Nicole Caligaris et Jean-Baptiste Harang ont été proches de
crimes particulièrement atroces. Des crimes absurdes, sans réelles
justifications.
« Le fait divers fascine, il franchit, par surprise, la
limite de l’homme civilisé. » Cette limite, Nicole Caligaris en a vécu la
proximité : « le 11 juin 1981, Issei Sagawa, trente-deux ans, a
commis un meurtre suivi d’actes cannibales sur notre camarade d’université
Renée Hartevelt, Hollandaise de vingt-trois ans, qu’il avait invitée dans son
appartement. » Quelques jours auparavant, Nicole, Renée, Issei et quelques
autres riaient ensemble « au cours d’une soirée improvisée entre
étudiants. »
Nicole Caligaris |
Trente ans plus tard, Nicole Caligaris retrouve chez elle
des lettres que lui écrivit l’assassin depuis sa prison. Huit lettres.
« Sans doute lui avais-je écrit, c’était dans un nuage, dans un lointain,
dans un espace dont je ne pouvais pas nier l’existence. » Et qu’il va
falloir assumer. Qu’elle le veuille ou non, elle est entrée dans l’intimité du
tueur, du mangeur de chair humaine. « Le paradis entre les jambes »
est le compte-rendu de cette expérience : que faire de l’empreinte laissée
par cet acte ? Comment expliquer « l’opacité » de ce crime particulièrement
atroce, et absurde ? Nicole Caligaris refuse de faire d’Issei Sagawa un
monstre. C’est son acte qui est monstrueux. Lui est un homme, « humain
toujours, c’est-à-dire autre moi-même, formant l’humanité comme je la
forme. » Elle ne le considère pas non plus avec sympathie. Elle tâtonne.

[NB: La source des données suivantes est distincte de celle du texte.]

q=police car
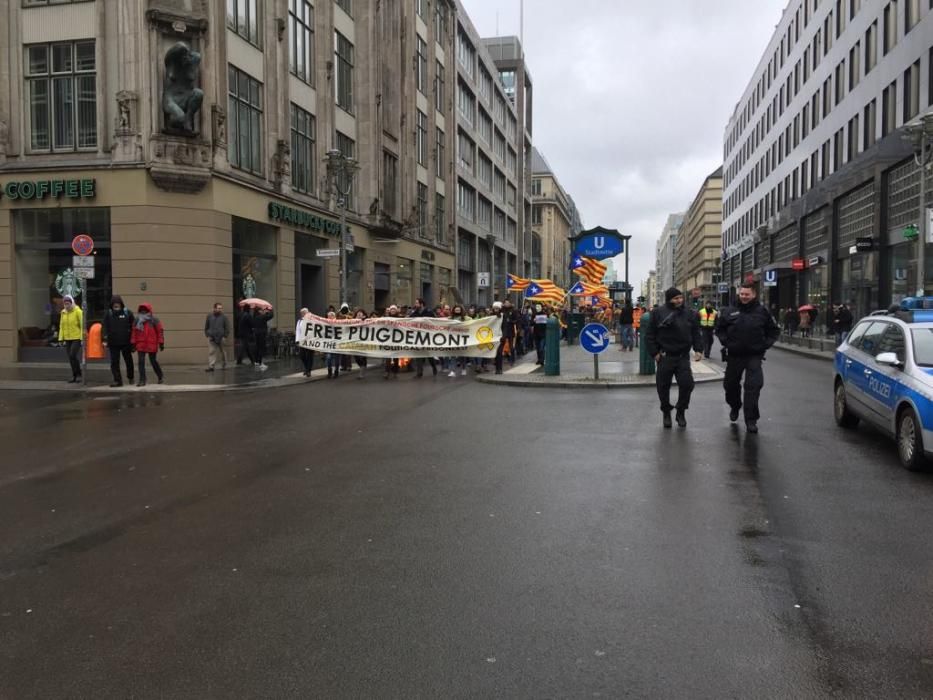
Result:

Cherche ce qui relie les membres de notre société, ce qui fonde notre rapport
au corps, le mystère et la puissance du regard notamment, et bien évidemment ce
que la littérature fait de ces choses là. Une plongée au cœur de
l’inavouable, érudite et audacieuse.
Pour info, Issei Sagawa a bénéficié en 1983 d’un non-lieu
pour irresponsabilité mentale, est retourné au Japon en 1984. Libéré en 1986, il
mène depuis une existence très médiatique entre livres, chansons, films et
shows télévisés qui lui sont consacrés…
Jean-Baptiste Harang |
Dans le « Bordeaux-Vintimille » de Jean-Baptiste
Harang, la victime s’appelle Rachid Abdou. En réalité, son nom était Habib
Grimzi, mais l’auteur a préféré – et il n’explique pas là-dessus – changer les
noms des personnes. Le 14 novembre 1983, Rachid Abdou quitte une amie à qui il
est venu rendre visite à Bordeaux, s’installe dans le train pour Vintimille…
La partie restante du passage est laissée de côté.